Por ocasião do aniversário, Fabiana, a mãe, vasculhou a memória e compartilhou uma história linda. Ela conta que nunca vai se esquecer de quando resolveu cortar o cabelo em estilo Chanel. Thomás tinha entre 4 e 5 anos. Em casa, todos fizeram comentários, menos ele. A mãe estranhou. Logo ele, que sempre tinha um elogio do tipo “mamãe, você está linda!”. No dia seguinte, como a opinião não saía, Fabiana não se controlou:
- Filho, você gostou do cabelo de mamãe?
Com a cabeça, ele respondeu negativamente.
- Mamãe ficou feia, foi?
E ele respondeu, imediatamente:
- Não, mamãe. Você é linda! Seu cabelo é que ficou feio.
E eu pergunto: como não amar? Que o tempo da delicadeza seja eterno para Thomás…

23 de maio de 2014

por Christianne Alcantara

Campanha #poenorotulo

Capa da página do Facebook que promove a campanha #poenorotulo

Quem me conhece sabe. Sou uma pessoa questionadora, engajada, que NUNCA se conforma. Em relação à alergia à proteína do leite de vaca que meu filho, João Marcelo, apresentou desde 1 mês e meio de vida, sem que tivesse ingerido leite artificial, fiz um movimento um tanto quanto diferente, de introspecção. Fui pesquisar, ler, procurar bons profissionais e tentar conviver com a doença enquanto procurávamos uma solução. No começo, era o leite materno o melhor remédio. Eliminei qualquer ingestão de leite de vaca ou derivados durante um ano para amamentar João Marcelo. Depois, ele ficaria bom com o tempo. Era só evitar que comesse leite ou derivados. Seguimos à risca.

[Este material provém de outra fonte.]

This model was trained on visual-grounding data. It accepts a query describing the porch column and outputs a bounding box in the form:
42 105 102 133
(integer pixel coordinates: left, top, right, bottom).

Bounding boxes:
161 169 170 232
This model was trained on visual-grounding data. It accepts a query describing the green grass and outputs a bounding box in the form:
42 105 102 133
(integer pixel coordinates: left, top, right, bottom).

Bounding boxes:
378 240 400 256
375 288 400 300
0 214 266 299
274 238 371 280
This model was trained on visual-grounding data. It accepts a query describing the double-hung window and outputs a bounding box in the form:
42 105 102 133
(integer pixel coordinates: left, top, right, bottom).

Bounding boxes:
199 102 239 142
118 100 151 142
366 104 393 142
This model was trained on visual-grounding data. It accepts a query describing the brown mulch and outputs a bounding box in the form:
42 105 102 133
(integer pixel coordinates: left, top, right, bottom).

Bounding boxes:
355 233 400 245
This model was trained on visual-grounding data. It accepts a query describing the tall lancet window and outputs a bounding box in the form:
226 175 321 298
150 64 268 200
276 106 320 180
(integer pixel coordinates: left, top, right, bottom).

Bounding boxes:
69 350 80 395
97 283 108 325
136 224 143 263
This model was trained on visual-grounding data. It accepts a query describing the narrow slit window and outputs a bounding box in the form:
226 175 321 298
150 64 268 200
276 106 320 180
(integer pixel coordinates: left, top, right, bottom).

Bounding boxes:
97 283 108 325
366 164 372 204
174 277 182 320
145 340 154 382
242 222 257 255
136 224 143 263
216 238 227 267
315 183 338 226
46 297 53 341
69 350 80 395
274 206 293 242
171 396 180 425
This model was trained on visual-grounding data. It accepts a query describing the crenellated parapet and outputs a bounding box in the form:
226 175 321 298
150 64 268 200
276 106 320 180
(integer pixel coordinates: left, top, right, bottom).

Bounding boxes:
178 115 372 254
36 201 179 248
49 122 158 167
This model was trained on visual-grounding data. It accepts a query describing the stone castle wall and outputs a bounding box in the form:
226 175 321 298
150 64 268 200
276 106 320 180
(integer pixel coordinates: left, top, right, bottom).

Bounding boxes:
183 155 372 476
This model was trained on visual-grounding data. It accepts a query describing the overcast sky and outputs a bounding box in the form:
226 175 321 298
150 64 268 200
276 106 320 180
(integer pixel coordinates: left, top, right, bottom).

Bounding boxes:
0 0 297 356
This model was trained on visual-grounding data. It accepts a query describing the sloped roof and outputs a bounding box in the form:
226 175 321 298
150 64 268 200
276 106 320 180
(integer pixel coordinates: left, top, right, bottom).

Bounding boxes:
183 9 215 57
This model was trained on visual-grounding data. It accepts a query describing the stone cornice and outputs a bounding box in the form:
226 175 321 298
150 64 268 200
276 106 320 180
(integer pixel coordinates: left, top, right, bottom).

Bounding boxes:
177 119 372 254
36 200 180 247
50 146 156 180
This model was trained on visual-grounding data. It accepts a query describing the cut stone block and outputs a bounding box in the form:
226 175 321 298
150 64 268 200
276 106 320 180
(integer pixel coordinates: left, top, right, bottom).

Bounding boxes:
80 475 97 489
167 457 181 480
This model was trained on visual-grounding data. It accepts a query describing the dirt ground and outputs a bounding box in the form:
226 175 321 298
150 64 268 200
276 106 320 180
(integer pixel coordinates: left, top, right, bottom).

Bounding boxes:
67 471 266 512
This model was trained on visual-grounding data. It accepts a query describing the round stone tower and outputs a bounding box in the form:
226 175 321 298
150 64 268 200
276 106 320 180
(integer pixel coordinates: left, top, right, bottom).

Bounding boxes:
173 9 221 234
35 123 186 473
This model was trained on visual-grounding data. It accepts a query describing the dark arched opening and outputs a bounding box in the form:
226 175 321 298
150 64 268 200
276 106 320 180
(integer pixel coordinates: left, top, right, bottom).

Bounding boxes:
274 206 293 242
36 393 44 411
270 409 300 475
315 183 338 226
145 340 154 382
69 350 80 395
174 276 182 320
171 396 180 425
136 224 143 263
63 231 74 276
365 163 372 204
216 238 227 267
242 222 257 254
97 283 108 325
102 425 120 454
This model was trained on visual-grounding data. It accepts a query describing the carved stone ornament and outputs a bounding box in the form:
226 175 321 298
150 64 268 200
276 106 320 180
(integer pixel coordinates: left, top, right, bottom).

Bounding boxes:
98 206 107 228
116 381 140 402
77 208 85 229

Em oito anos de vida, ele só teve dois escapes (situação em que a pessoa é exposta ao leite sem que se saiba que o alimento contém leite) em que precisou fazer uso de adrenalina. Finalmente, tive acesso a um tratamento que se chama imunoterapia ou dessensibilização. Mudamos para São Paulo e passamos 2 meses e 14 dias tratando João Marcelo (ele ainda está em tratamento, na verdade, só que agora em casa) com a médica Ana Paula Moschione Castro (ainda vou falar sobre o tratamento). O tratamento foi um sucesso. Não tenho palavras para descrever nem para agradecer. Mas isso é assunto para outro post. A verdade é que o movimento, lá em casa, foi interno. Não nos associamos a outras famílias com o mesmo problema, nem participamos de campanhas. Só agora, depois de João Marcelo ter superado o problema e estar fazendo uso de leite e derivados, procurei saber se há alguma campanha relacionada a alergias alimentares em geral. E encontrei! Uma página no Facebook criada por mães que têm em comum filhos com alergia alimentar pedem algo tão simples: informações claras nos rótulos dos alimentos sobre ingredientes alergênicos. Quando eu me lembro do quanto eu sofria lendo os rótulos para saber se João Marcelo poderia ou não comer tal produto… Nunca é tarde para nos engajarmos… #poenorotulo!!!!